We’ve all heard the famous quote, “Change is inevitable. Change is constant.” This maxim applies to everything in our lives, from the smallest detail to the most important events. It is with this statement in mind that I wanted to write a letter to you, the Xenia Community, explaining why Xenia needs a new middle school and high school.

I have been a teacher for the Xenia Community Schools for 17 years. There have been many changes over the years taking place within our district; from the simple ones of moving classrooms or buildings, to the larger ones of state testing. We have experienced, first-hand, the mounting educational and basic needs in our schools. Technology in the classrooms and labs are not sufficient. Bathroom facilities are not adequate for the growing number of students. Crowded conditions in classrooms and hallways are not conducive to learning. Continuing to put a Band-Aid on these problems is not a remedy.

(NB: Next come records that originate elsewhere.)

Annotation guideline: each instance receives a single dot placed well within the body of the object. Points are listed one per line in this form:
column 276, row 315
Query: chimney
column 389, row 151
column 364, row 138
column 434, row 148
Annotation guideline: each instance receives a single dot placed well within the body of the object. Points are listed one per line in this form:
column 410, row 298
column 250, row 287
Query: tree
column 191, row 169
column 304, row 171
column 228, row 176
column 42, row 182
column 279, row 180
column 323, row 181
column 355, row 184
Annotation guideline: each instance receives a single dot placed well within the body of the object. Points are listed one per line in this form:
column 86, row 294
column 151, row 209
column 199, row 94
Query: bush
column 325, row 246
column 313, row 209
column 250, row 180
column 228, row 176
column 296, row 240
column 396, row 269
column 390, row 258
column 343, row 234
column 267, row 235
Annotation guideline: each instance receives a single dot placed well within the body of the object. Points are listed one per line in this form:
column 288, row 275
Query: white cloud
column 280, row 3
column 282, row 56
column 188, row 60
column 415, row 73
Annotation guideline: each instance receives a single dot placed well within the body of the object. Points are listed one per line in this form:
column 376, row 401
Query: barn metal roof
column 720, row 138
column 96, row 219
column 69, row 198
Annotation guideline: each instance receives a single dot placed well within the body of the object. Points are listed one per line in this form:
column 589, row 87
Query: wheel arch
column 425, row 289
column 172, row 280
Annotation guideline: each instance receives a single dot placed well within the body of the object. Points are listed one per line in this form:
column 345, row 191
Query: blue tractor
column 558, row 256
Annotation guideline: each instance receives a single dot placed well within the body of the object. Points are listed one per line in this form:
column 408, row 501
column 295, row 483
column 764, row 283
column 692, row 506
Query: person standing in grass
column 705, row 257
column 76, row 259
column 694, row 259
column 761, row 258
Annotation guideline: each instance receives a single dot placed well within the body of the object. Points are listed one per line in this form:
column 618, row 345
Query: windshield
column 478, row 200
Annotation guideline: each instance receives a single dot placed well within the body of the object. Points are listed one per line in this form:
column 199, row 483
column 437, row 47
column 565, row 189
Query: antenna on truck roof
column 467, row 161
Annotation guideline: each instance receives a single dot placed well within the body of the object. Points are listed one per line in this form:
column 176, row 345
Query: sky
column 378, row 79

Let’s make sure the kids in our district know that the citizens of this community care about them and their education. We understand that an additional tax will be a sacrifice; however, we would ask that you make that investment in order to improve not only the educational environment for the children but the economic development of Xenia.

— Brian Martin, Kettering

New buildings are important

Editor:

I have been a teacher at Xenia Preschool for five years. I also went to Xenia Community Schools from kindergarten all the way through 12th grade and graduated from Xenia High School in 2006. I was always participating in the musicals, plays, and shows at Xenia High School and I also played soccer my freshman year. The high school building has been the same since I graduated from there 11 years ago and I know the auditorium has had to have many chairs removed because they are so broken and those chairs are not even manufactured to purchase anymore.

The importance of new buildings for the high school and the middle school in the district is huge. The students get to go to brand-new elementary buildings and then once they get to middle school and high school the buildings need tons of repair. Our preschool building has also had a lot of positive updates and repairs but the middle school and high school are older and it takes more money to fix those needs. The community as a whole needs to come together to support our future with out kids. They deserve to go to school and learn in the best place possible. We, the teachers, are big supporters of this and as a former Xenia student and now an employee, this district means a lot to me and I want to see it continue to succeed in the future.

— Kaitlyn Hiltibran, Urbana

Students need and deserve new buildings

Editor:

As elementary teachers at Cox Elementary, we were blessed several years ago with our new school. We passed a levy and were able to building five elementary buildings with the help of our community, parents and registered voters from the City of Xenia. These buildings provide state-of-the-art needs for our students to become successful learners. Speaking from experience, we no longer must teach in buildings that constantly leak or flood due to rain and thunderstorms. Our students are fortunate enough to have a music room and gymnasium that no longer also serve are our cafeteria, and last but certainly not least, we have a wonderful playground for our students to enjoy.

We have classrooms that are air conditioned and meed state codes. These buildings provide the needs of our students today. We don’t use black and white televisions anymore in our homes, so why do we want our children to go to schools that were built in the 1960s and 1970s? They cannot support today’s learners or technology.

This is our last chance to help the students of Xenia compete in today’s society. Our students desperately need and deserve new schools. We need to support our students and our community by passing this bond issue.